На сцене — писательница Сибилла Левичарофф из Штутгарта (не из наших, папа — болгарин; я с ней лет шесть назад выступал в Базеле и спрашивал; — женщина, острота ума которой — по меньшей мере! — равняется остроте ее носа), критик Петер Хамм (где-то он у меня, кажется, неназванный промелькивал на фотографиях с Бурдинской премии; милый светский человек, баварский радиочиновник на пенсии и друг знаменитых друзей; — нет, Вальзера — этого — он не знал, знал зато трех санитаров из клиники, где тот десятилетиями содержался) и чудный франкфуртский прозаик Вильгельм Генацино, чьи книжки есть в русском переводе (уж не знаю, какой доброты перевод, но все равно приятно).

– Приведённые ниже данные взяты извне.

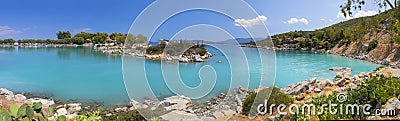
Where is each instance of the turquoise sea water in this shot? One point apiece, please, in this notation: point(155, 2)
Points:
point(82, 73)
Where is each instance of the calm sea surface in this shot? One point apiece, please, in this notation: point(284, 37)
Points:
point(84, 74)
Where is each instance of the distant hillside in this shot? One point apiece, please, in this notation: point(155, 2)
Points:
point(241, 40)
point(375, 38)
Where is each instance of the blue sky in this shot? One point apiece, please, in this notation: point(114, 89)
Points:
point(40, 19)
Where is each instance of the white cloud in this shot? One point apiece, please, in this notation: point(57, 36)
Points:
point(83, 30)
point(359, 14)
point(250, 22)
point(7, 30)
point(296, 20)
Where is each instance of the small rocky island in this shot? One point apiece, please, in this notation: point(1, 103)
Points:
point(169, 50)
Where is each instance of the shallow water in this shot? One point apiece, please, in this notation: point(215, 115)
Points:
point(82, 73)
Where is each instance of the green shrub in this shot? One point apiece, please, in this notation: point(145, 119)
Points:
point(275, 97)
point(372, 45)
point(375, 92)
point(90, 116)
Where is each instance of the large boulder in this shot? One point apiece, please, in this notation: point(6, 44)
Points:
point(296, 89)
point(340, 90)
point(342, 75)
point(176, 103)
point(343, 82)
point(74, 108)
point(338, 68)
point(322, 83)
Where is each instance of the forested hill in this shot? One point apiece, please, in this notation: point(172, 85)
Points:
point(355, 30)
point(374, 38)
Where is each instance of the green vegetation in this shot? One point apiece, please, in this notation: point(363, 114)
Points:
point(7, 41)
point(82, 38)
point(126, 116)
point(375, 92)
point(176, 48)
point(90, 116)
point(372, 45)
point(276, 97)
point(26, 113)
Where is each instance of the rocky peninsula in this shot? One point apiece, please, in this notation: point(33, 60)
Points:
point(178, 51)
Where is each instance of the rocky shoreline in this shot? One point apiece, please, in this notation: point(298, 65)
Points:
point(343, 81)
point(220, 107)
point(138, 51)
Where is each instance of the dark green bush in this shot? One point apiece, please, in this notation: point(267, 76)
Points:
point(375, 92)
point(276, 97)
point(372, 45)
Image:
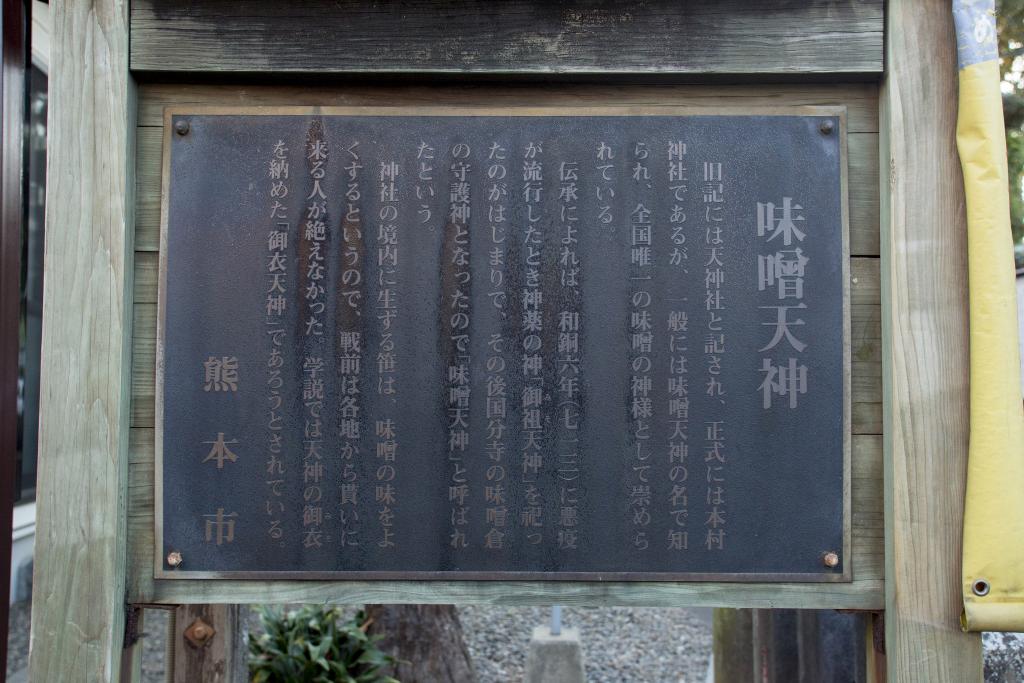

Слегка поговорили (как ни странно, вполне даже умно; Петер Хамм делал когда-то фильм о Роберте Вальзере, так что в материале, Сибилла Левичарофф хорошо подготовилась, а Генацино вообще точно чувствующий и выражающий себя человек), потом каждый прочел с выражением толику вальзеровских текстов и мероприятие закончилось.
Мы собрались было подняться на второй этаж, где выставка, но выставка, хоть и открылась, но была закрыта — в буквальном смысле «караул устал»: сказали, что не удалось найти сидельцев на вечернее время. Такой оборот вещей мне в голову не приходил, хотя — каюсь — известная наклонность (пред)видеть абсурд у меня имеется.
Придется зайти еще раз — почему-то очень хочется взглянуть на т. н. «микрограммы», крошечные бумажки, на которых Вальзер микроскопическим в буквальном смысле слова почерком писал в душевнобольной клинике. Их сравнительно недавно удалось расшифровать под большим увеличением.
Рассказывать, какой Р. Вальзер замечательный писатель, не буду. Это таки да, но читал я только один роман и несколько мелких текстов.